Referral not an ‘open sesame’ for MPRDA change

[] – THE referral of the Mineral & Petroleum Resources Amendment bill back to South Africa’s National Assembly is not an ‘open sesame’ to wholesale alterations in the amendments, but it does have certain practical consequences.

Asked if the failure to promulgate the proposals would undo the positive aspects of the proposed bill, Webber Wentzel attorney, Peter Leon said: “The short answer is that Parliament can only deal with the constitutional issues referred to it by the President”. It was not “… an ‘open sesame’ to revisit the whole Bill”, he added.

The constitutional issues to which Leon refers are that the amendments were rushed through the National Council of Provinces (NCOP), the Parliament’s upper house.

Prior to the January 16 news that the bill had been vetoed, Peter Attard Montalto, an analyst for Nomura International, made this point: “The DMR (Department of Mineral Resources) is … trying to use the argument that it was unconstitutional because of procedural issues within the NCOP chamber of parliament”.
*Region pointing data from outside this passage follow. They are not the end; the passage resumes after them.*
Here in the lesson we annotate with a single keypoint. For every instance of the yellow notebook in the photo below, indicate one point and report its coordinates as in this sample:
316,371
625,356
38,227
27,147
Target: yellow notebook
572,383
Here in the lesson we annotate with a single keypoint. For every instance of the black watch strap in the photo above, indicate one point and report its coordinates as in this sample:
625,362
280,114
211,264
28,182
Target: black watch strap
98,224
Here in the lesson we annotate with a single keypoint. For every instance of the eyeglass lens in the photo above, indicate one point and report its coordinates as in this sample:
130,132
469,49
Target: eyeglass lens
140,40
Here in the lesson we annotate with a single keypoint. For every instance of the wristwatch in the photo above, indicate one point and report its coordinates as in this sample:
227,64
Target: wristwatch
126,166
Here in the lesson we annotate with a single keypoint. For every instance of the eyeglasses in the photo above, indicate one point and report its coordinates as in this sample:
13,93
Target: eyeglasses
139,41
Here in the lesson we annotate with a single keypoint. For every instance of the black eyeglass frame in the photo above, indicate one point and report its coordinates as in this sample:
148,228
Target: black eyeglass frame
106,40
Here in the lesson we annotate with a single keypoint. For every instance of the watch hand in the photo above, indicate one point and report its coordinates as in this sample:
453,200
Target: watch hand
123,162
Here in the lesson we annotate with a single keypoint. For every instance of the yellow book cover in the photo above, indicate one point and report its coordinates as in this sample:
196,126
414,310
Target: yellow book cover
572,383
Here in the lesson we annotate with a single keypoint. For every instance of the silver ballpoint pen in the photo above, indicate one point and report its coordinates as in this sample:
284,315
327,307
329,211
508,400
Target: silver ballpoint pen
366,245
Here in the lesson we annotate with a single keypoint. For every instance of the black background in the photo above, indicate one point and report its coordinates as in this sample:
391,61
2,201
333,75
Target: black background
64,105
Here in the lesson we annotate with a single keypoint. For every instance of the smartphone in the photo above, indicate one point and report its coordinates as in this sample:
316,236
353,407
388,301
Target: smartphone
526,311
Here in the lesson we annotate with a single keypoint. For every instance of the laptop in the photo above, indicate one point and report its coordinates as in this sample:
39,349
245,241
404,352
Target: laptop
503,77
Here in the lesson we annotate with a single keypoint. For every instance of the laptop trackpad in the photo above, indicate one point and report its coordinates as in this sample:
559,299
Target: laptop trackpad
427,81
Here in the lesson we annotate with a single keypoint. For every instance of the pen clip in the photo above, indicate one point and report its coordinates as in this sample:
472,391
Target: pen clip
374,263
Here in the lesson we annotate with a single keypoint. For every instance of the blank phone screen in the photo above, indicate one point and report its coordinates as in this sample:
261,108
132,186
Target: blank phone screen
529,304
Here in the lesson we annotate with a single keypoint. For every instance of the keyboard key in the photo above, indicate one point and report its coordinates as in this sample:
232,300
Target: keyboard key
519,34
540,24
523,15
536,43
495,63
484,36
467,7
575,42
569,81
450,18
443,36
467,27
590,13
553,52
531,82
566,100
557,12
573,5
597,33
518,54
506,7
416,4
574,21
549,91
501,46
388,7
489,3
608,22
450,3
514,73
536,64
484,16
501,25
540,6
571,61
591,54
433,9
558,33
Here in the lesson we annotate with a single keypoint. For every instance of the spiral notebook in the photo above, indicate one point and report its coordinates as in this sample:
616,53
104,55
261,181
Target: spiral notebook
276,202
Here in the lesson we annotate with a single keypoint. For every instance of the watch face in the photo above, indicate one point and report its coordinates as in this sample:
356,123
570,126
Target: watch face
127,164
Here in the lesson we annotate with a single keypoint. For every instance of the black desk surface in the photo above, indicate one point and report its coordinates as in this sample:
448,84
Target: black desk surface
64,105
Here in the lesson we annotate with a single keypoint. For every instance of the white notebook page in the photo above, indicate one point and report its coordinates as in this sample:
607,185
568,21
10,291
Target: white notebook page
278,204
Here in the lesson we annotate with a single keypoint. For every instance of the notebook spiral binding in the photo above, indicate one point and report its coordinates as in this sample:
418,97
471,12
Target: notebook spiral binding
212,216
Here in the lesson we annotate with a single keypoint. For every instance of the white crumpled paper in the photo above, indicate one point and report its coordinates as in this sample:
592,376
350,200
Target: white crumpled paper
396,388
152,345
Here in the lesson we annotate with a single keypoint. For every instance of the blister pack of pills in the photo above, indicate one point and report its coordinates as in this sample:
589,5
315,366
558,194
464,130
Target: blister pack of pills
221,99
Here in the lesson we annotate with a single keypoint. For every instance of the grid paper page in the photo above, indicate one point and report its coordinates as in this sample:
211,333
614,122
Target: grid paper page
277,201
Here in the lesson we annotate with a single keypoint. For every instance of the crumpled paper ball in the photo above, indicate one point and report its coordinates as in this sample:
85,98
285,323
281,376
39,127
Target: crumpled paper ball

Had the bill been promulgated, it was likely that the South African Parliament would have “… rapidly deploy[ed] new amendments in parliament, where needed, to provide regulatory certainty,” said Attard Montalto.

Now that it had been vetoed, it was possible that more ‘codification’ would be provided with the amendments, he added citing a recent meeting with Ngoako Ramatlhodi, South Africa’s mining minister who first requested President Jacob Zuma not to approve the amendments.

However, the Chamber of Mines of South Africa is bitterly disappointed by the development. It feels that several years of hard bargaining, and some progress, would be replaced by more regulatory uncertainty.

It’s a view mirrored by Fasken Martin partner, Andrew Mitchell, who observed: “Looks like ‘begin again'”.

One of the practical problems of the failure to get the amendments through is the proposed streamlining of the mining and prospecting permit process has been returned to the back-burner.

Former mines minister, Susan Shabangu, said in January last year that the amendments would help reduce the waiting time for a company approving a mining project and winning the necessary permits from the estimated average of 3.5 years to 300 days.

The amendments were also supposed to put the environmental permitting process into a one-stop shop; in other words, housed in the Department of Mineral Resources instead of the previous system where miners apply to a number of different departments before winning environmental clearance to mine.

The major beneficiaries may well be the oil and gas companies which have been seeking to undo the free-carry the amendments propose be given to the South African government for new projects.

That would be a significant advance for energy companies specifically and the South African economy in general, but it’s hard on the long-toiling miners.